И уж тем более мало кто из куривших тогда с белорусскими милиционерами в тамбуре мог знать, что через девять лет оппозиционеры поедут в «Лефортово» за сотрудничество с грузинским империализмом, а Путин все же станет в определенном смысле так же крут, как и Лукашенко. И эта крутость конвертируется в долгие тюремные ночи, в том числе и для них — для куривших в тамбуре.

Когда мы пересекли границу, бравые бойцы высадились. Россия встретила нас двумя мятыми ментами, которые, зайдя в вагон, тут же легли спать. Мы, нацболы, были неинтересны российскому государству в то ранее утро 25 октября 2003 года. Российское государство готовилось к другой спецоперации: спецназ мерз в новосибирском аэропорту Толмачево, готовясь арестовать Михаила Ходорковского.

По приезду среди бурного праздника в штабе НБП на Фрунзенской один из нацболов, залезших в Интернет, грустно хмыкнул: «Ходорковского арестовали». В то время мы уже достаточно сильно не любили условных «ментов», чтобы радоваться их успехам, но и никакой холодок в душу не закрался. Ну арестовали. Ну да.

Проницательный Олег Кашин в тот день разразился постом в «ЖЖ» об аресте Ходорковского. Суть поста сводилась к тому, что любая сила, являющаяся альтернативной фашистскому государству, есть благо для свободного человека, так как самим фактом своего существования она сдерживает это государство, отвлекает его громящий огонь на себя. Защищает нас, чтобы мы могли просто быть.

Но в ту эпоху «ЖЖ» был экзотикой, а самого Кашина нацболы еще не знали и за его высказываниями не следили — знакомство с этим сотрудником ИД «Коммерсант» произошло несколькими месяцами позже и в условиях уже немного иной политической реальности.

Лично мне, партийному юнцу, открыл глаза на значимость ареста Ходорковского Эдуард Лимонов. Тот самый, который сейчас пишет про «буржуазных лидеров» и про «отнять и поделить». Вечером того же, 25-го числа мы с группой руководителей НБП сидели у Лимонова на кухне в его съемной квартире в каком-то из Сыромятнических переулков. Обсуждали нашу акцию, грядущие партийные дела, назначали меня замом комиссара московского отделения НБП.

Лимонов подчеркнуто заострялся на аресте МБХ. Веселый и злой подтянутый старик, сам лишь четыре месяца как освободившийся, вышагивал по кухне, как по тюремной камере. Трескучим своим голосом говорил:

— Ну-ка ты, Ходорковского закрыли! Государство оху...ло, у нас теперь и бедным быть плохо, и богатым быть тоже плохо. Жадное, трусливое и завистливое гэбистское офицерье, мать его так! Оно всех хочет задавить, все в бетон закатать. Интересное время идет.

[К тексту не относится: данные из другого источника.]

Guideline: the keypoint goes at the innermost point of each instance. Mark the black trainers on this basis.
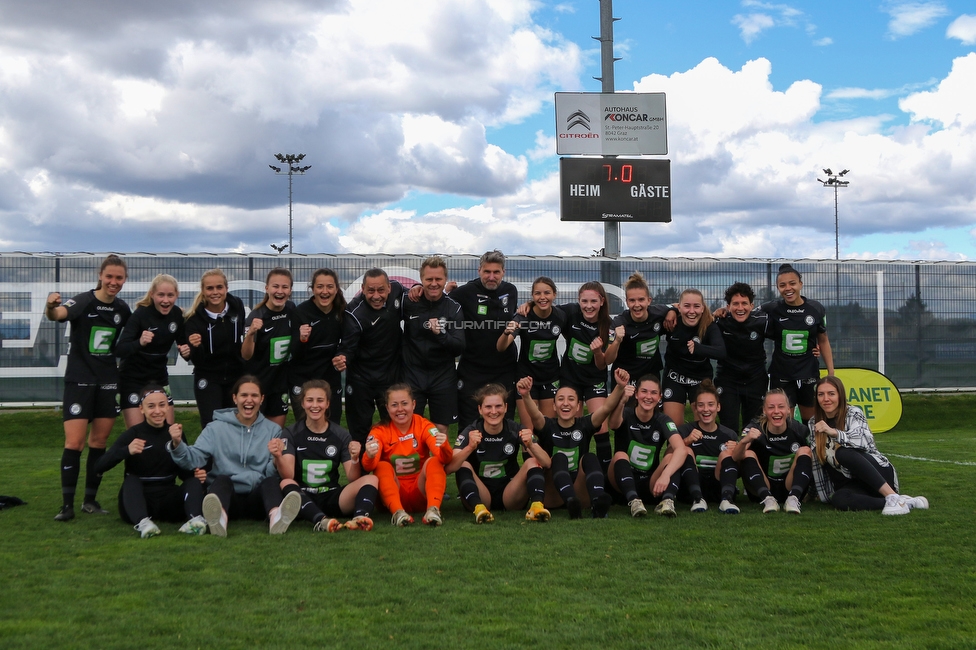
(93, 508)
(575, 508)
(600, 505)
(66, 513)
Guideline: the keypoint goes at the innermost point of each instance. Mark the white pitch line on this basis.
(933, 460)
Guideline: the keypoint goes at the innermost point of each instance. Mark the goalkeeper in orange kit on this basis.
(408, 455)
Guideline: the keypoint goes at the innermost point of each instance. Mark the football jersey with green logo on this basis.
(317, 455)
(794, 332)
(496, 456)
(643, 441)
(95, 328)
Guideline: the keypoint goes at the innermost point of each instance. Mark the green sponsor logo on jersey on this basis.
(580, 352)
(316, 472)
(279, 349)
(571, 454)
(641, 456)
(100, 341)
(541, 350)
(405, 465)
(647, 349)
(492, 470)
(795, 341)
(779, 466)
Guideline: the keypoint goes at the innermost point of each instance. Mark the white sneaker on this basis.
(728, 508)
(637, 508)
(195, 526)
(214, 513)
(770, 504)
(896, 504)
(917, 503)
(280, 518)
(147, 528)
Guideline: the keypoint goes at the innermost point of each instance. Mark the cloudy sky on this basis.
(149, 126)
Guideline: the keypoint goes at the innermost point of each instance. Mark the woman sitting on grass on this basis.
(848, 470)
(317, 447)
(149, 490)
(243, 478)
(486, 461)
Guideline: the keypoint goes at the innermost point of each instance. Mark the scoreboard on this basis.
(614, 189)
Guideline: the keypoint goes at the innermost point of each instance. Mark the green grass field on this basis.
(824, 579)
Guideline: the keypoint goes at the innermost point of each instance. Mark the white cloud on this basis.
(963, 28)
(907, 18)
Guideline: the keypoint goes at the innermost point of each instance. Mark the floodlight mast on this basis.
(834, 181)
(290, 160)
(611, 229)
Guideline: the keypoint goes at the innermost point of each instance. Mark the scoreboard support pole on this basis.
(611, 229)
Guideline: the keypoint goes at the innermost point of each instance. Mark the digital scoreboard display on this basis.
(614, 189)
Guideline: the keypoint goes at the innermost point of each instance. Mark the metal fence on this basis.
(923, 339)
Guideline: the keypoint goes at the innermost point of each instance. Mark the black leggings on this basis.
(171, 502)
(250, 505)
(862, 491)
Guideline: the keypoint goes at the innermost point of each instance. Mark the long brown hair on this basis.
(819, 415)
(603, 316)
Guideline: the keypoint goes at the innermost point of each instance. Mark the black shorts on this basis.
(542, 390)
(130, 393)
(496, 488)
(327, 502)
(801, 392)
(275, 403)
(89, 401)
(675, 387)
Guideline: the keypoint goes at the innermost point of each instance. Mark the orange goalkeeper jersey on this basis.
(407, 452)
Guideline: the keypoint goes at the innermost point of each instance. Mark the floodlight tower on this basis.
(834, 181)
(290, 160)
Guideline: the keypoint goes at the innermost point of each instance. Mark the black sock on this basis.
(70, 470)
(728, 475)
(535, 481)
(92, 478)
(561, 478)
(594, 475)
(366, 501)
(753, 477)
(604, 452)
(467, 488)
(801, 476)
(688, 474)
(624, 476)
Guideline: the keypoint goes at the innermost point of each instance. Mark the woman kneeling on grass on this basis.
(243, 479)
(566, 439)
(316, 447)
(486, 461)
(408, 455)
(848, 470)
(149, 489)
(773, 456)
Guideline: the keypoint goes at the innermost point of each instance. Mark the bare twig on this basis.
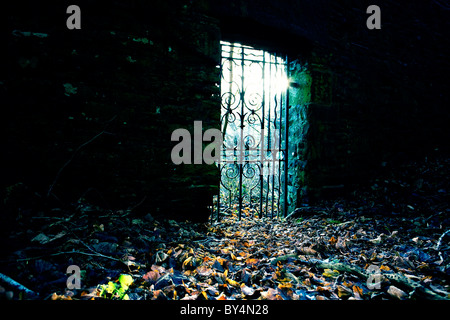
(73, 156)
(16, 285)
(95, 254)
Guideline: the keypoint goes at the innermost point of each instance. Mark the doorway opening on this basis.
(254, 92)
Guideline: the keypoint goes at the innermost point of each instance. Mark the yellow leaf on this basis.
(233, 283)
(330, 273)
(186, 261)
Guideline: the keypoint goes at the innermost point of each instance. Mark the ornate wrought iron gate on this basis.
(253, 157)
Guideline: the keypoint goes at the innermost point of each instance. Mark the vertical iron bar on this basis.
(241, 142)
(261, 148)
(286, 143)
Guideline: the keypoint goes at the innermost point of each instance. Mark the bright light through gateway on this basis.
(261, 70)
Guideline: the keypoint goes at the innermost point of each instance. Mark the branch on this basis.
(73, 156)
(17, 285)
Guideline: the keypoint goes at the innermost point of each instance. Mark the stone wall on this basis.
(89, 113)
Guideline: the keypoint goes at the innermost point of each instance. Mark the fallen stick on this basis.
(13, 283)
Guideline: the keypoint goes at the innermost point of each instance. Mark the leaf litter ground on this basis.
(390, 241)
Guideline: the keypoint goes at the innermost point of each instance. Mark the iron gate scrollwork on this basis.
(253, 155)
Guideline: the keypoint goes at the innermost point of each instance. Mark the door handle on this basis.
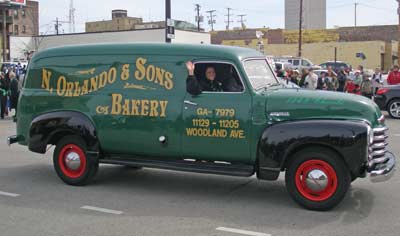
(190, 103)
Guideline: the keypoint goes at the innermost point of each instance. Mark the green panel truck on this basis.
(134, 105)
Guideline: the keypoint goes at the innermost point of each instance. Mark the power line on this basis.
(198, 17)
(300, 27)
(242, 20)
(211, 17)
(355, 13)
(229, 18)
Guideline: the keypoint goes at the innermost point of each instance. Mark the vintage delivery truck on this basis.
(129, 104)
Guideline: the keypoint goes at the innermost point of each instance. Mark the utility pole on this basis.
(167, 17)
(211, 20)
(71, 17)
(242, 20)
(4, 10)
(355, 13)
(300, 28)
(398, 38)
(57, 25)
(197, 9)
(229, 18)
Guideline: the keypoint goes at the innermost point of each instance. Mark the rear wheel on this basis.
(71, 162)
(394, 108)
(317, 178)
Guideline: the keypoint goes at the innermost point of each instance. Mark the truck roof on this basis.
(150, 48)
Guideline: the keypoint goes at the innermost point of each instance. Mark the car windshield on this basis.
(259, 73)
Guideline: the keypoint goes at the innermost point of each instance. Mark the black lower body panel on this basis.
(183, 165)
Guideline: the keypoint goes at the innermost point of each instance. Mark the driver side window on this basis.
(214, 78)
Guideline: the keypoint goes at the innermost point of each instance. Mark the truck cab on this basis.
(128, 104)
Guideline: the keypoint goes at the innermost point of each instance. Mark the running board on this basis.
(182, 165)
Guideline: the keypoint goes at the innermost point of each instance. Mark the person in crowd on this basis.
(321, 84)
(14, 92)
(376, 80)
(366, 87)
(349, 86)
(311, 80)
(295, 77)
(330, 70)
(3, 95)
(342, 77)
(358, 79)
(304, 73)
(394, 76)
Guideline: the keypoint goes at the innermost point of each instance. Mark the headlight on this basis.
(370, 134)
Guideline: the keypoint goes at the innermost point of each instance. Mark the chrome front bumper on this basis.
(383, 171)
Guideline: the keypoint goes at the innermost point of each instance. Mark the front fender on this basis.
(347, 138)
(46, 128)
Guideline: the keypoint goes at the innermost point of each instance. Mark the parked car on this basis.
(388, 99)
(335, 65)
(130, 104)
(297, 63)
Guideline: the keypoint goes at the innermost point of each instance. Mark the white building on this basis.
(20, 45)
(314, 14)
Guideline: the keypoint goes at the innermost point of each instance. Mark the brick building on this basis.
(120, 21)
(378, 43)
(25, 20)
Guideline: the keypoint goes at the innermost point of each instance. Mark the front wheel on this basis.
(394, 109)
(317, 178)
(71, 162)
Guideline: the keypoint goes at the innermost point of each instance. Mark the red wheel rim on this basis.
(62, 161)
(305, 190)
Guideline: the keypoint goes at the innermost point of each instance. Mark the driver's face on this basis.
(210, 73)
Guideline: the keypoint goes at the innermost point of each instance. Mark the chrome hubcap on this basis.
(72, 161)
(317, 180)
(395, 109)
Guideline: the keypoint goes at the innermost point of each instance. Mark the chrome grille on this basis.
(377, 149)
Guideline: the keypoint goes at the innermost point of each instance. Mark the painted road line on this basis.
(104, 210)
(9, 194)
(240, 231)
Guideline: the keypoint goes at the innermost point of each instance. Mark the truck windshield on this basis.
(259, 73)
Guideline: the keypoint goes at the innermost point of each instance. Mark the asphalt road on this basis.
(122, 201)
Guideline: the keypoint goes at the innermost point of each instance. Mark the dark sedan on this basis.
(388, 99)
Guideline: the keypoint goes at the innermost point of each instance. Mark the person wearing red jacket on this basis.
(394, 76)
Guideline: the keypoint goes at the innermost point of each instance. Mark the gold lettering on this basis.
(116, 104)
(125, 72)
(159, 76)
(70, 88)
(103, 79)
(112, 75)
(94, 81)
(125, 108)
(77, 90)
(46, 75)
(150, 73)
(145, 108)
(153, 108)
(85, 87)
(61, 86)
(169, 84)
(135, 107)
(141, 70)
(163, 105)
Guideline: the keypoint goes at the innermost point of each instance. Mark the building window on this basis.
(16, 30)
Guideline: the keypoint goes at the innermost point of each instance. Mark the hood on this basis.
(300, 104)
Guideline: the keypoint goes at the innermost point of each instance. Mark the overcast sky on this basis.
(269, 13)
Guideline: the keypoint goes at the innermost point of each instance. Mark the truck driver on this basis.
(196, 86)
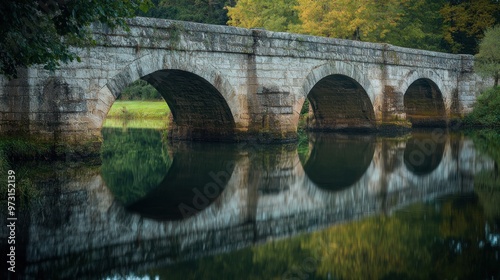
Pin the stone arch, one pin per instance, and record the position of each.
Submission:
(341, 98)
(423, 100)
(435, 87)
(163, 71)
(415, 75)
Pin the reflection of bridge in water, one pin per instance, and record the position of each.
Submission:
(267, 195)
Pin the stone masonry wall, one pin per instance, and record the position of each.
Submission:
(262, 77)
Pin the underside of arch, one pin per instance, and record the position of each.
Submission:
(340, 103)
(199, 110)
(424, 105)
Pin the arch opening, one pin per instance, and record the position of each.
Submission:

И развивал свою парадоксальную мысль о тотальном «закатывании в бетон» и интересном времени:

— Сейчас весь бизнес, все люди, которые чего-то добились за эти годы, у которых все хотят отнять,— они к вам, нацболам, побегут с тарелочкой с голубой каемочкой, бодрить вас в борьбе. Ибо невозможно уже жить в стране — дышать нечем…

Потом мы еще долго говорили о стратегии и тактике, о том, что наша недавняя триумфальная акция — последняя из акций в «защиту русского жизненного пространства в бывших советских республиках». Ведь глупо лезть с флагами и мегафонами куда-то за границу, когда здесь, дома, русское жизненное пространство и вообще любое жизненное пространство сжимается и истончается. А следовательно, теперь нужно бороться здесь. И на той кухне в Сыромятническом холодном темном переулке кристаллизовалось ощущение новой эпохи.

И трагедия человека, в тот момент летевшего под конвоем спецбортом в ночи в объятия московских централов, была вестником этой новой эпохи.

За девять лет произошли тонны событий. Большая часть этих событий — все новые точки наступления политического ледника на то самое жизненное пространство. Льда все больше, жизненного пространства все меньше.

Модно рассуждать на тему: с чего все началось? Вот по ощущениям ветерана началось все как раз в то время, холодными ночами октября 2003 года. Как и предсказывал малоизвестный в ту пору Кашин и подобный аятолле в ту пору Лимонов, расправившись с альтернативными центрами силы либо запугав их примером Ходорковского, власть двинулась всей своей машиной на нас.

В течение нескольких последующих лет десять моих бригадиров московского отделения НБП оказались в тюрьме.

Были 40 нацболов, арестованных за акцию в Администрации президента.

Был нацбол Иван Ракитин, которого под пытками заставили оговорить товарищей и который выпрыгнул из окна многоэтажки потом.

Были Анна Политковская, убитая в подъезде из пистолета, и Юрий Червочкин, убитый бейсбольными битами недалеко от подъезда.

Были Василий Алексанян, агонизировавший в камере, и Сергей Магнитский, умерший то ли в камере, то ли прямо в «стакане» тюремного изолятора.

Был Антон Стародымов, которого убило зверье. И Олег Кашин, которого зверье едва не убило, но оторвало ему палец железным прутом.

И множество разгромленных журналистских редакций.

И множество разгромленных оппозиционных партий.

И многие десятки лет тюрьмы, в общей сложности выписанные всем недовольным и буйным.

И сотни километров прогулок по тюремным дворикам.

И Развозжаев.

И Надя Толокно.

И исковерканное законодательство.

И погибшая республика.

И восторжествовавшая монархия.

А взлетная (вернее, посадочная) полоса для всего этого процесса была там — в аэропорту Толмачево, девять лет назад. Когда в России впервые по приказу с самого верха арестовали человека просто потому, что там, наверху, завидовали его таланту и богатству, боялись этого таланта и этого богатства.

В чем нынешний колумнист «Известий» Лимонов был неправ — так это по части тарелок с голубой каемочкой. Никаких очередей в штаб нацболов, разумеется, не выстроилось. Бизнесу прочно заткнула рот краснокаменская варежка.

Ну да бог с ними, с тарелочками. Девять лет мы боролись без них, какую бы там анимацию ни рисовало НТВ. Будем бороться дальше!

Люди лежат в могилах.

Люди сидят в тюрьмах.

Мы обязаны бороться дальше.

Ради них.

Свободу Михаилу Ходорковскому! Свободу всем политзаключенным!